In 1919, O'Grady was appointed as secretary of the Committee of Reconstruction and After War Activities of the National Catholic War Council (later the National Catholic Welfare Council). It was in this position that O'Grady persuaded John A. Ryan to write the Bishop's Program on Social Reconstruction.

In 1931, O’Grady helped create the first National Public Housing Conference. He served as chairman of the Housing Legislative Information Service, “a group which brings together representatives of all organizations in the United States interested in housing,” from 1945 to 1961.
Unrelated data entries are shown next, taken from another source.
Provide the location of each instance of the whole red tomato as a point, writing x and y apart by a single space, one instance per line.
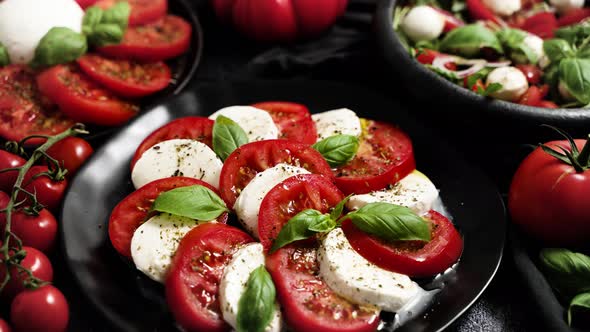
280 20
71 153
550 198
37 262
43 309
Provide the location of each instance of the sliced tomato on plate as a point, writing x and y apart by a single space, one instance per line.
293 120
166 38
385 156
82 99
413 258
196 270
250 159
24 111
295 194
190 127
142 11
134 209
126 78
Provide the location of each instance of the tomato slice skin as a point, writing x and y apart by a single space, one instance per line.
134 209
163 39
312 305
444 249
82 99
293 120
24 110
196 270
385 156
190 127
126 78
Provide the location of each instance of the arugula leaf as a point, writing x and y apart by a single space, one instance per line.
196 202
257 304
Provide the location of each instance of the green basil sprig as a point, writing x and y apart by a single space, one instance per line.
59 45
227 136
257 304
338 149
196 202
468 40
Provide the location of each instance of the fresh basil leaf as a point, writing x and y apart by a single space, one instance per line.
568 272
468 40
302 226
257 304
338 149
227 136
581 301
390 222
59 45
575 74
195 202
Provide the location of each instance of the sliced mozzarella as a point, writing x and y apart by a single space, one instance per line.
177 157
353 277
257 124
233 284
154 243
337 122
24 22
414 191
248 203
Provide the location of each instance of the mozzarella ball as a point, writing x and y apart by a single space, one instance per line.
423 23
503 7
514 83
563 6
24 22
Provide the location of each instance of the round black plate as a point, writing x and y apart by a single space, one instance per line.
131 303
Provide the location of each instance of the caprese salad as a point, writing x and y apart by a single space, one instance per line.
531 52
67 61
332 223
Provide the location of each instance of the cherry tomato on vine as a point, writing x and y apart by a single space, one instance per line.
43 309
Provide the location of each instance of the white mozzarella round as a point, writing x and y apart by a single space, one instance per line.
503 7
415 191
177 157
154 243
233 284
257 123
423 23
514 83
24 22
247 205
337 122
353 277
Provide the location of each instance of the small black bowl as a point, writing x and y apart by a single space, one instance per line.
465 108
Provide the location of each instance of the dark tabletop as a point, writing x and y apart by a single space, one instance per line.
348 53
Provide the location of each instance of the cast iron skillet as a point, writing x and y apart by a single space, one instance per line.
131 302
463 104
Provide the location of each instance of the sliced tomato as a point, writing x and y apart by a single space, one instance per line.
196 270
82 99
190 127
24 111
142 11
126 78
413 258
295 194
164 39
573 16
385 156
293 120
250 159
134 209
308 303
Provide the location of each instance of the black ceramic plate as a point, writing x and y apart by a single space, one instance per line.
131 303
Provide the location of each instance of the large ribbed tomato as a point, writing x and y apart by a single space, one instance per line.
280 20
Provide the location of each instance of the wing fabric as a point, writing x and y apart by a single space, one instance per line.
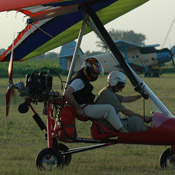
56 24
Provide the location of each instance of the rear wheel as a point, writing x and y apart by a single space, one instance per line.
167 159
49 159
67 157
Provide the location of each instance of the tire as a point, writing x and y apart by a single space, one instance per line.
62 148
66 158
49 159
167 159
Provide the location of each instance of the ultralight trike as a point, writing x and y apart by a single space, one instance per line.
61 126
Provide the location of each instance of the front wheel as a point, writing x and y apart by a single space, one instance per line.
49 159
167 159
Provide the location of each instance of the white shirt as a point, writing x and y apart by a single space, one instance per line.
77 84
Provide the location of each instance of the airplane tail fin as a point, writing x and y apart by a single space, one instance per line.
66 54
O’Grady was vocally opposed to restrictive immigration reform laws that were proposed in the wake of World War II. In 1952, O’Grady was named as a member of the President’s Commission on Immigration and Naturalization by President Harry S. Truman. During that time, O’Grady was outspoken in his opposition to the McCaran-Walter Act. He was particularly critical of the bill’s inclusion of a literacy test and the continuation of the national quota system that favored immigrants from Western European nations, which O’Grady believed was prejudiced and would perpetuate “the doctrine of Nordic superiority.” O’Grady said that America “can't discriminate against two-thirds of the world and still presume to be the leader of the Western democracies.”

O’Grady befriended Saul Alinsky, the pioneer of community organizing, in the 1940s. In 1952, Alinsky contracted with a publisher to write a biography of O’Grady’s life. Though the manuscript was drafted, it was never published.
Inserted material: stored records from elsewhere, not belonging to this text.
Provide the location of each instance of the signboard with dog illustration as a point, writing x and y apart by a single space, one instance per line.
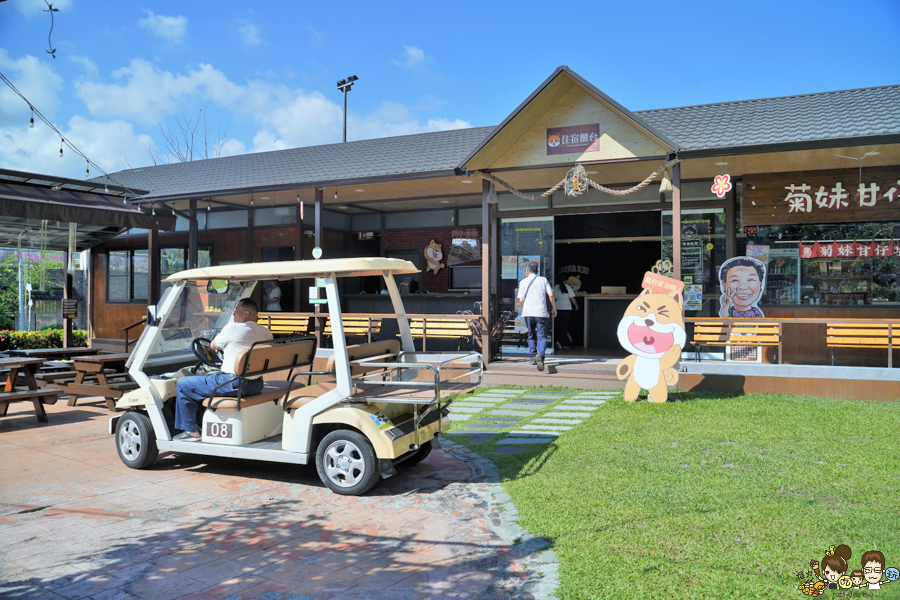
652 330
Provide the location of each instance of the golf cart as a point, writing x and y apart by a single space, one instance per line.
358 411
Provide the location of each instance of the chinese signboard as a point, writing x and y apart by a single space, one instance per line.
849 249
822 197
574 139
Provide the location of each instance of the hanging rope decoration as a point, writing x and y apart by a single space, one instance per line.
576 177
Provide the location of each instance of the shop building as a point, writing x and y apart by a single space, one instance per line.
813 178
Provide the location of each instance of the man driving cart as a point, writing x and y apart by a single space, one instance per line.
234 339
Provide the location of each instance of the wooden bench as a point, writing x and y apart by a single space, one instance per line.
440 328
752 332
862 335
12 392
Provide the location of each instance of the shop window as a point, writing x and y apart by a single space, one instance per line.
276 215
228 219
419 220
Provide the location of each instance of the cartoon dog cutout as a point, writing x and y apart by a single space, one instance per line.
433 256
652 329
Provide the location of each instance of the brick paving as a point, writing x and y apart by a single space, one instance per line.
76 523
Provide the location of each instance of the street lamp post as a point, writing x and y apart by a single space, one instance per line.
344 85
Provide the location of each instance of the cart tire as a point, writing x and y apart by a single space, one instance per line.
420 455
136 440
346 463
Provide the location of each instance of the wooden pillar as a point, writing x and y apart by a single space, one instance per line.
67 323
485 272
320 193
153 266
192 237
676 221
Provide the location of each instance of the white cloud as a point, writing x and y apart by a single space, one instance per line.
250 34
35 79
171 28
30 8
413 57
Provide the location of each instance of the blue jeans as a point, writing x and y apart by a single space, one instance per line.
537 335
192 391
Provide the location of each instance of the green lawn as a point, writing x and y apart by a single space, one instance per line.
710 497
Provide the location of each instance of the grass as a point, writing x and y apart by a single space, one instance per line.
710 497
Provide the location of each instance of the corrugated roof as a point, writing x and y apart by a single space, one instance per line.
837 115
421 153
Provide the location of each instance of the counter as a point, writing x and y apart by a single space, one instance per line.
602 313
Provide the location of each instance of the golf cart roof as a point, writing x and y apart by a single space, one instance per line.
342 267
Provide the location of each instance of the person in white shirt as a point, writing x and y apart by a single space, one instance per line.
532 296
272 297
233 340
565 304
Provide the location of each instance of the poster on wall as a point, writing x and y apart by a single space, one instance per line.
743 283
509 267
693 297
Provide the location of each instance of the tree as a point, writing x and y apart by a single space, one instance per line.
190 140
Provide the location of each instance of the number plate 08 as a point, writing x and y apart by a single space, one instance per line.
220 430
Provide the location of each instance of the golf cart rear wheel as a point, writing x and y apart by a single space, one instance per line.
346 463
136 441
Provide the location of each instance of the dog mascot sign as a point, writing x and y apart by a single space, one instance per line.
653 331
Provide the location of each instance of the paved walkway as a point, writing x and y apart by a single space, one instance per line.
76 523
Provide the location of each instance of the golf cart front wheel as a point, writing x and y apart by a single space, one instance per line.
346 463
136 441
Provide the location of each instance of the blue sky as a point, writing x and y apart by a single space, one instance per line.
264 73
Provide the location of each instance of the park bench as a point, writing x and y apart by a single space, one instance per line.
862 335
751 332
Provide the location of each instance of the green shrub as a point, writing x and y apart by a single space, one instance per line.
26 340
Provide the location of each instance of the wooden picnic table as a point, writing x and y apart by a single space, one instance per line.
51 353
92 378
30 392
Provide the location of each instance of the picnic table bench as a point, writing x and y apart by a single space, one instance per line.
92 378
12 392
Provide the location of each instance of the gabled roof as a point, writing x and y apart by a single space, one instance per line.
563 70
847 115
408 156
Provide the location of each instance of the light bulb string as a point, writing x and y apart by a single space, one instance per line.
63 139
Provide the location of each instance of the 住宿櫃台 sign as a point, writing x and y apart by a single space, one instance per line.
574 139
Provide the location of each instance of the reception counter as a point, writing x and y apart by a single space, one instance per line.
602 313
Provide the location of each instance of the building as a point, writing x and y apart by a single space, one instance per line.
816 173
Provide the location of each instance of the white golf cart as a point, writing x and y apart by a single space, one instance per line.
359 411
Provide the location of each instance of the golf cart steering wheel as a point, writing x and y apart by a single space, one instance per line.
203 351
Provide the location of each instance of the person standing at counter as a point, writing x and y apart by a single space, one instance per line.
532 298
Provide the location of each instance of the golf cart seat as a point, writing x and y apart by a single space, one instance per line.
240 419
390 349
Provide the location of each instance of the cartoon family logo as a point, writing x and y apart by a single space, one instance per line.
833 574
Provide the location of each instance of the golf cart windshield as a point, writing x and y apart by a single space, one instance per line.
198 312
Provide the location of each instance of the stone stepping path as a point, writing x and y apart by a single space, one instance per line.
512 413
547 427
567 414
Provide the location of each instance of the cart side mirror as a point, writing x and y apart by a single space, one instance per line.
217 286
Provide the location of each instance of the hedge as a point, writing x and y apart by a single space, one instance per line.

O’Grady helped to found Caritas Internationalis in 1951 and served as its first vice president from 1958 to 1961.

In 1959, O’Grady was cited in a letter by Pope John XXIII for his “wise and zealous” direction of Caritas in Ghana and for his work “to foster a spirit of neighborliness and to promote the real welfare of the people.”

==Works==
A Legal Minimum Wage. Washington: National Capital Press, 1915.

Directory of Catholic Charities in the United States. (Editor). Washington: National Conference of Catholic Charities, Catholic University, 1922.
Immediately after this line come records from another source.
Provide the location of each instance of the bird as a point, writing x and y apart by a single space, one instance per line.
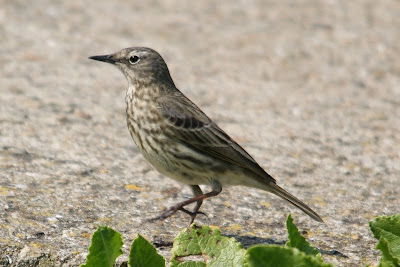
179 140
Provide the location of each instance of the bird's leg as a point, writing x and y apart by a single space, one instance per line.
198 198
196 192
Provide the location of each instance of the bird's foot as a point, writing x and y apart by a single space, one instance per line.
169 212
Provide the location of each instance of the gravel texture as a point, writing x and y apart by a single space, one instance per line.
311 89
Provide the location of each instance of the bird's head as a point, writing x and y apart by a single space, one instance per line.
138 64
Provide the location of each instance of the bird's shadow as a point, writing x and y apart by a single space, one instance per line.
248 241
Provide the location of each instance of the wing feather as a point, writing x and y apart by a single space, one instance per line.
199 132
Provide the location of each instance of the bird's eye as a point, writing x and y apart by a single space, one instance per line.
134 59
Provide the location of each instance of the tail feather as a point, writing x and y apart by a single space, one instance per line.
277 190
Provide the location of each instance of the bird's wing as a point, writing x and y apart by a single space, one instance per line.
194 129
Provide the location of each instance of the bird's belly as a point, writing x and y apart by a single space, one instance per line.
171 158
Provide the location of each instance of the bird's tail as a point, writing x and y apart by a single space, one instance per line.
277 190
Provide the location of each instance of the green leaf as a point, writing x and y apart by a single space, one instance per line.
104 249
273 255
296 240
387 231
217 250
143 253
192 264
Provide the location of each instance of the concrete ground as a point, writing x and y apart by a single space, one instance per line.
311 89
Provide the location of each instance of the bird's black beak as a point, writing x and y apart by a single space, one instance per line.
104 58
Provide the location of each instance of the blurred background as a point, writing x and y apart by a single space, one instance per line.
309 88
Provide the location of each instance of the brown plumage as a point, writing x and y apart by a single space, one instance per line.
179 140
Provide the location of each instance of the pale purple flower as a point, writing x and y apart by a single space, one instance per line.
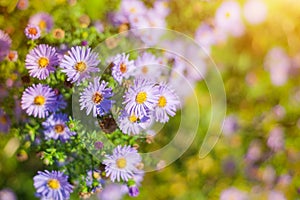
7 194
5 44
276 195
122 164
123 67
38 100
276 139
12 56
255 11
32 31
228 18
167 104
141 98
147 66
79 63
52 185
131 124
55 127
4 122
112 192
233 194
230 125
41 61
96 98
279 64
43 20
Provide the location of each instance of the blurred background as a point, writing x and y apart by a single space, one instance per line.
256 46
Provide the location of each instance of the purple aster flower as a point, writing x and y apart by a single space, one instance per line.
52 185
255 11
7 194
279 64
32 32
122 164
96 98
43 20
112 192
233 193
79 63
276 139
228 18
41 61
141 98
131 124
38 100
55 127
167 103
4 122
147 66
133 191
122 68
5 44
12 56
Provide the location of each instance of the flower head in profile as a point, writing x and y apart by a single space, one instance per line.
52 185
55 127
228 18
131 124
79 63
147 66
41 61
5 44
96 98
32 31
167 103
4 122
38 100
122 164
141 98
122 68
43 20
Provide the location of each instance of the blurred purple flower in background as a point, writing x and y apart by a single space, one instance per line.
5 44
279 64
43 20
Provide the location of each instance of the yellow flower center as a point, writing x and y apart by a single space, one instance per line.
54 184
162 101
121 163
145 69
97 98
32 31
42 24
96 175
39 100
141 97
43 62
133 118
3 120
59 128
80 66
123 68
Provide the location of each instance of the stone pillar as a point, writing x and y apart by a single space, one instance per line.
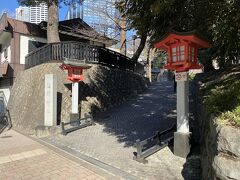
182 136
75 114
50 103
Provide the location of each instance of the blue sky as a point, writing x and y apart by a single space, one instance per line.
10 5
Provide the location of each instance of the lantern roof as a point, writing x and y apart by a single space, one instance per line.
174 37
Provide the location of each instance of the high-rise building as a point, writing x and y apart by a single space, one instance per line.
33 14
22 14
38 13
99 14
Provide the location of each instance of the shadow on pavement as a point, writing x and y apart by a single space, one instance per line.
141 117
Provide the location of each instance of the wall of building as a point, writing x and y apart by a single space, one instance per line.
24 42
102 88
5 46
219 143
5 86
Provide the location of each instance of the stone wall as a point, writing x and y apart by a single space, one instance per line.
102 88
219 144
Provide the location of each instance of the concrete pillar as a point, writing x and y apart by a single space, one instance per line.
50 103
182 136
182 106
75 114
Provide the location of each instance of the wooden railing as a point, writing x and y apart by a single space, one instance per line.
78 51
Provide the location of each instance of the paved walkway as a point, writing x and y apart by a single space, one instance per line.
110 143
23 158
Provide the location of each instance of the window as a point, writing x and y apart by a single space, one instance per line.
191 53
32 45
178 53
5 52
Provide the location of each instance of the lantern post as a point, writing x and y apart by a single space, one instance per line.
75 75
182 55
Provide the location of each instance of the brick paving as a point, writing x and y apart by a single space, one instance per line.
111 140
23 158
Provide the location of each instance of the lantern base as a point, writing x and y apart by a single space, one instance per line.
182 144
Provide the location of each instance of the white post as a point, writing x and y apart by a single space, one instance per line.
182 136
182 106
50 104
75 98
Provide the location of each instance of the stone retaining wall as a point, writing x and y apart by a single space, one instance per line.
102 88
220 146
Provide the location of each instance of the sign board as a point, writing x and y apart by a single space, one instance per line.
181 76
50 106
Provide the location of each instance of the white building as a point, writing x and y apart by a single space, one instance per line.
38 13
33 14
22 14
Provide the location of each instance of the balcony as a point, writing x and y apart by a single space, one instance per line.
77 51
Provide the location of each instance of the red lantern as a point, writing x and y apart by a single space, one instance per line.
75 70
182 50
An Introduction to Social Work. The Century Co, 1928.

The Catholic Church and the Destitute. The Macmillan, 1929.

Catholic Charities in the United States: History and Problems. Literary Licensing LLC, 1931.

Levi Silliman Ives: Pioneer Leader in Catholic Charities. (1933)

==Death==
O’Grady died from a kidney ailment on January 2, 1966, at Carroll Manor, a retirement home for clergy in Hyattsville, Maryland. Archbishop Patrick O’Boyle celebrated a pontifical mass in O’Grady’s honor on January 5, 1966, at St. Mathew’s Cathedral in Washington well, DC. Archbishop Boyle said in a tribute to O’Grady that “his influence on charitable work of the Church in this country and throughout the world for widespread social reform will long be remembered. He was truly a modern apostle of Christian charity.” O’Grady was buried at Mt. Olivet Cemetery.

There were several remembrances of O’Grady following his death, including a speech by then-Speaker of the United States House of Representatives, John William McCormack, who said: “We may well mourn that such a man has left us, but the occasion of his death is truly, in the long view, the occasion for rejoicing, both in the splendor of his Christian soul, and in the lasting benefits which his career has brought to our Nation [sic] and to the world. May his soul rest in peace and may his example inspire generations yet to come.”